Celah tempat frekuensi sunyi mengapung jadi tuaian. Sebuah nganga yang hamil berjuta malam, terperah jadi setetesan ekstrak yang pepat. Menitik segetah cerah yang malam.
Celah yang merdeka dari hitungan alur manik kelekangan. Di nganganya sembunyi jawab yang dicari dan dihauskan segala yang tak bisa diucap bibir ataupun mulut ataupun bahasa tetubuhan indera. Jawab apa saja tentang apapun juga. Jawab yang akan menuntas tanpa terurai karena jawab yang terpetik dari celah di rentang tengah malam itu bukan kata, atau bahasa, atau pemahaman namun semata sebuah malam. Malam yang sanggup cair dan resap dalam kapiler spons kehidupan. Celah yang adalah muara segala malam yang pernah ada. Malam yang bukan semata gejala cahaya di atap langit, namun malam yang surup menghirup tandas kolam beriak keinginan, kerinduan, kehausan yang menungggu pemenuhan. Malam yang jika ditadah setetesnya ketika jatuh menjadi teduhan kekal. Menjadi jawab yang lampaui segala tanya.
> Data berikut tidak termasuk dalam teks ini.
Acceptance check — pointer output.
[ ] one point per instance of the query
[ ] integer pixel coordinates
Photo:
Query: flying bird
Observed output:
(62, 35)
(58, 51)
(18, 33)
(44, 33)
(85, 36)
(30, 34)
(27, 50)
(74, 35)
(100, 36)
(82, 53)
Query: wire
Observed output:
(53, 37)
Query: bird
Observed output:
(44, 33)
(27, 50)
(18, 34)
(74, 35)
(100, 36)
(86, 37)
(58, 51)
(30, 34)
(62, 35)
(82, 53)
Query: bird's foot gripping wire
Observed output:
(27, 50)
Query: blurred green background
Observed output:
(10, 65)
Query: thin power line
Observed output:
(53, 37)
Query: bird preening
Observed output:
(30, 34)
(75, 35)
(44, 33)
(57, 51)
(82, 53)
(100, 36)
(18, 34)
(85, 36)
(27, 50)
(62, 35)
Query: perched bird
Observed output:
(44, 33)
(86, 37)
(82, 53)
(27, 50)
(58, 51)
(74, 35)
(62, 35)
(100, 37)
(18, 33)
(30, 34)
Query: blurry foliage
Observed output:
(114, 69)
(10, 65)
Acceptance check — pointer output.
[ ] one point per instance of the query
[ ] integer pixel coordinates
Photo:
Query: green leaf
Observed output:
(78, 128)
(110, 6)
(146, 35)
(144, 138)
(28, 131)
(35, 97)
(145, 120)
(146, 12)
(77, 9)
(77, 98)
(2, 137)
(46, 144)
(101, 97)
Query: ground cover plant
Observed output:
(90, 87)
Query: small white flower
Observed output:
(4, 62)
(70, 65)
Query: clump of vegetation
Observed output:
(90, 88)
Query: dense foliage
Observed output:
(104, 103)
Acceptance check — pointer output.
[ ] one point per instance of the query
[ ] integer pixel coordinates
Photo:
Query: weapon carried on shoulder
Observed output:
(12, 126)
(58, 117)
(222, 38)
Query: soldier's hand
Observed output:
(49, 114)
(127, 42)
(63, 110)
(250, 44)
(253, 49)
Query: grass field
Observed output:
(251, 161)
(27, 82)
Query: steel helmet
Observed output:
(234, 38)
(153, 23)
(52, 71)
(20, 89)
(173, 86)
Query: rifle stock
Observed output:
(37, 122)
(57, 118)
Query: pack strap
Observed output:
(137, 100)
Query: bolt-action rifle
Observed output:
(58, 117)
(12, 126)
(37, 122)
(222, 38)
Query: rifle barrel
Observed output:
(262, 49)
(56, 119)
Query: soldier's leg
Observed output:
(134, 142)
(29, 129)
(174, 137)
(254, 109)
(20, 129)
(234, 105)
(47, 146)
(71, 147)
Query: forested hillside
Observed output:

Malam itu aku bisa mendengar kau bernafas di sisi bahuku. kita berbaring menunggui celah itu seraya mengeja alfabet berkerlip di langit dari bawah atap kamar yang dipenuhi harum sejuk nafasmu. Atap dan eternitnya tembus pandang tak menghalang. Dalam jaraknya yang begitu luang kita gamang. terapung diantara dedebuan cahaya di langit dan atas kasur sembab yang gamang akan apa yang tengah gemuruh.
Kita menunggui tengah malam. berjam-jam kita menunggunya dan celah itu tak kunjung menganga. Kita begitu putus asa mencari makna, dan menunggu celah itu menyelesaikan semua jawabnya. Jawab dari tanya yang tak henti beranak pinak dalam gelisah dan engah yang bercucur sebentangan jarak aku berlari. Sejak kudapati diri yang tiba-tiba telah melimpah ruah dengan darah dan hidup.Hadir dengan tubuh serupa manusia namun tak sama seperti mereka.

Aku seserpih sadar yang menyeruak kasar, lepas dari sebuah peperangan hebat di dalam sebuah dada. Ada yang terbunuh dan yang membunuh pun hidupnya tinggal bersisa raga. Dan aku semacam nyawa angkara yang menyanding cacat lelehan lenyap sebuah perkasa. Dari negri-negri yang tersembunyi di dalam diri. Negri-negri yang tak kuingat lagi. Aku serpih yang gugur, mati dan barangkali tengah menjalani hidupku yang kedua kali setelah mati sebagai bukan aku lagi. Aku berlari lari tak mengerti dan kemudian hari itu aku melihatmu pertama kali.

Aku langsung mengenalimu dari nafas itu. Nafas yang sejuk dingin sesejuk nafas terakhir seorang perempuan sebelum tangisnya terhenti. Sebab dari kesadaran itulah engkau terlahir, hingga kau seperti langit musim yang selalu berakhir. Bergerak seperti gerimis dan pergi sehalus embun yang sesaat saja lalu tiada. Kau bicara dalam bahasa alih udara hangat ke sejuk di usai hujan, seperti beku yang sublim seberlalunya badai, mencengkeram genggam sepekat awan yang menyimpan petir. kau tak tahu apa itu cinta, seperti aku juga tak tahu. karena kita berdua hanya seserpih entah dan bukan manusia walau aku dan kamu pun tak sama.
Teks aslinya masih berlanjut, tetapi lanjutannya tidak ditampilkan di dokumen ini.